Social oppression was also part of slavery. They were not allowed to wear clean clothes and were to keep away from the roads of their masters who were Brahmin and Nairs. Major Walker stated that they were left out to nature and abandoned when they suffered from diseases and some times made to stand in rice fields for hours which gave them Rheumatism, Cholera and other diseases.[99] The slaves belonged to the lower castes and were employed only for feudal work, and the stigma that they should be kept away from their masters was strictly followed.

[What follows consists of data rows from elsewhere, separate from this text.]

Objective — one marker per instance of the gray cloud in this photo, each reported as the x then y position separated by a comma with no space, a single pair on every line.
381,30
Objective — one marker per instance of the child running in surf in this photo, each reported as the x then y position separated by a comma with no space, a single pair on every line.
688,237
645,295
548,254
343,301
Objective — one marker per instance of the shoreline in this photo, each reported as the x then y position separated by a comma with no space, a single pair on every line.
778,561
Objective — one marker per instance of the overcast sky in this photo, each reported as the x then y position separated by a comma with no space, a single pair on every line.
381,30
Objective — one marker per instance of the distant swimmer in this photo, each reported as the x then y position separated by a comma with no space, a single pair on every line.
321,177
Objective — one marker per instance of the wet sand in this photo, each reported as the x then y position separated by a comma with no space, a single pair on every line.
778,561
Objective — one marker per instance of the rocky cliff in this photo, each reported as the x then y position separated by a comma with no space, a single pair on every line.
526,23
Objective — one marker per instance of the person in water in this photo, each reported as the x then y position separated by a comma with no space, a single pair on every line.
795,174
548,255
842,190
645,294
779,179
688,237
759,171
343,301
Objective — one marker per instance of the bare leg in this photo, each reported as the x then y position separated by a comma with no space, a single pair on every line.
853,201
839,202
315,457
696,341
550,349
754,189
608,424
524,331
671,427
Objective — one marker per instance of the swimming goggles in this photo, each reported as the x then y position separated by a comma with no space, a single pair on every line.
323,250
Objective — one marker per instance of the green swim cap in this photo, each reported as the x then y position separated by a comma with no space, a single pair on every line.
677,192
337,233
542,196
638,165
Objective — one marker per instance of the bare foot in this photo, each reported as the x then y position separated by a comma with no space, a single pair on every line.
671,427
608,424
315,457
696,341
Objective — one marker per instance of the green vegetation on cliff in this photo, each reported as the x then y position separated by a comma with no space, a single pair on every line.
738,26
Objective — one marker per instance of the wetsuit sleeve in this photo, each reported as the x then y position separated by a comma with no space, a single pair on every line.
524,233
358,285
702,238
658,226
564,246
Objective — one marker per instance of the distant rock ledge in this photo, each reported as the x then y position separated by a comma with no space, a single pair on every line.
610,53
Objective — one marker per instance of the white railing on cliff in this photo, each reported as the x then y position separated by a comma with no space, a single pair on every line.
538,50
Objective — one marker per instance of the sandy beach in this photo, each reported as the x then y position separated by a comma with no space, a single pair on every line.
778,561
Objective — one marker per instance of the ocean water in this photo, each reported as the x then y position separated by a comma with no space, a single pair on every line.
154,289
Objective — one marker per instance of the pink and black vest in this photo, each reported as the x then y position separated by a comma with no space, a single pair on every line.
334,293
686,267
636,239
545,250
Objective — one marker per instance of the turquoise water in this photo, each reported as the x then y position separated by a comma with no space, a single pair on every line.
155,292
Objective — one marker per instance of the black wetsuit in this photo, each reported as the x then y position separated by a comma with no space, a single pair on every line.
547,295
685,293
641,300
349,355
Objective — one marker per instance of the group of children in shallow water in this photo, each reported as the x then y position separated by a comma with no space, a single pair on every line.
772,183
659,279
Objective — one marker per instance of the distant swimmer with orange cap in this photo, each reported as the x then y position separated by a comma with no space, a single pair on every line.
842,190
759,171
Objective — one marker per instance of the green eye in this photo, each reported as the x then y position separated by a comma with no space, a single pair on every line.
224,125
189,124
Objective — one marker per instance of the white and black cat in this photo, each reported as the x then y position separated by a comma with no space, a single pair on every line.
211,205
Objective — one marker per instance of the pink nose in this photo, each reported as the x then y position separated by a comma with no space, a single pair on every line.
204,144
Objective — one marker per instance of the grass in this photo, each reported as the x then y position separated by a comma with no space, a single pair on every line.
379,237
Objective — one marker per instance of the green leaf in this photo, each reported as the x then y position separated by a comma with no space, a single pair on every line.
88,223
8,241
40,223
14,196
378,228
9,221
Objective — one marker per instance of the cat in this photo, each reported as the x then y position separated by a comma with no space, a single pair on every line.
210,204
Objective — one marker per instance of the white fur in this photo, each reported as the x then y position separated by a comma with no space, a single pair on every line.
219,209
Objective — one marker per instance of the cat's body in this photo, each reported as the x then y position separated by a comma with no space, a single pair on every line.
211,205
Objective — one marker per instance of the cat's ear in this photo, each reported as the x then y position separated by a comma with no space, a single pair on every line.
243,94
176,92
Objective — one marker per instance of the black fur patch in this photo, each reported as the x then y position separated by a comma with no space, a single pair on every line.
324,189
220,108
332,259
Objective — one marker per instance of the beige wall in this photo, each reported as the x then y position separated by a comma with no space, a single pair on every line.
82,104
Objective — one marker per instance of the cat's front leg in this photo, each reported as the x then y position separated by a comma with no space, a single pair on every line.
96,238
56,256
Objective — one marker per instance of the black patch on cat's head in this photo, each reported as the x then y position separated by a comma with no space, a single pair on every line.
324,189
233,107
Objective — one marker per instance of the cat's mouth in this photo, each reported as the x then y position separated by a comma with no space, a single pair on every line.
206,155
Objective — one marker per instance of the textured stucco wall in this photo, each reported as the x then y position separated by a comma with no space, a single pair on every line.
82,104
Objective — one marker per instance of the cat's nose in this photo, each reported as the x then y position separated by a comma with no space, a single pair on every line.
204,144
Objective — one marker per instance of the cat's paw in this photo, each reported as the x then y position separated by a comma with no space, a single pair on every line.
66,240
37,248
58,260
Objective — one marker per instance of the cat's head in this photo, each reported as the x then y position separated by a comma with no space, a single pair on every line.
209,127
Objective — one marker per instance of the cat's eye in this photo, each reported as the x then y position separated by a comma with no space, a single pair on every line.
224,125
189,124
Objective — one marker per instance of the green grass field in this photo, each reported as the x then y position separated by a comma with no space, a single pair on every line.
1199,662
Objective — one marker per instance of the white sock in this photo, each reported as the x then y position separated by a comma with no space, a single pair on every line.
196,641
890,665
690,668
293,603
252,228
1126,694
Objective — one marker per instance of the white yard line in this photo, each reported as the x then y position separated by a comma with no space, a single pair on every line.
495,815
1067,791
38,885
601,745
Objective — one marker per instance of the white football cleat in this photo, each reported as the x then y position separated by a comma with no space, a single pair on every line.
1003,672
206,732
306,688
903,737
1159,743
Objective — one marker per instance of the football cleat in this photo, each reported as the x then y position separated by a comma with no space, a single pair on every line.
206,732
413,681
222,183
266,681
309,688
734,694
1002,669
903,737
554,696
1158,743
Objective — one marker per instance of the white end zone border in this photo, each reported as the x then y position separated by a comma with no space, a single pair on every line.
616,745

Samuel Mateer, noted that even in the working fields the slaves were supervised from a distance.[100] The caste system kept them as untouchables and divided into numerous sub-castes. The condition of the Cherumars was no different in 19th century, the Kerala Patrike in 1898 wrote that the Cherumar slaves had high regards for their masters because the higher castes convinced them that they were obliged at birth to serve the Higher castes.[99]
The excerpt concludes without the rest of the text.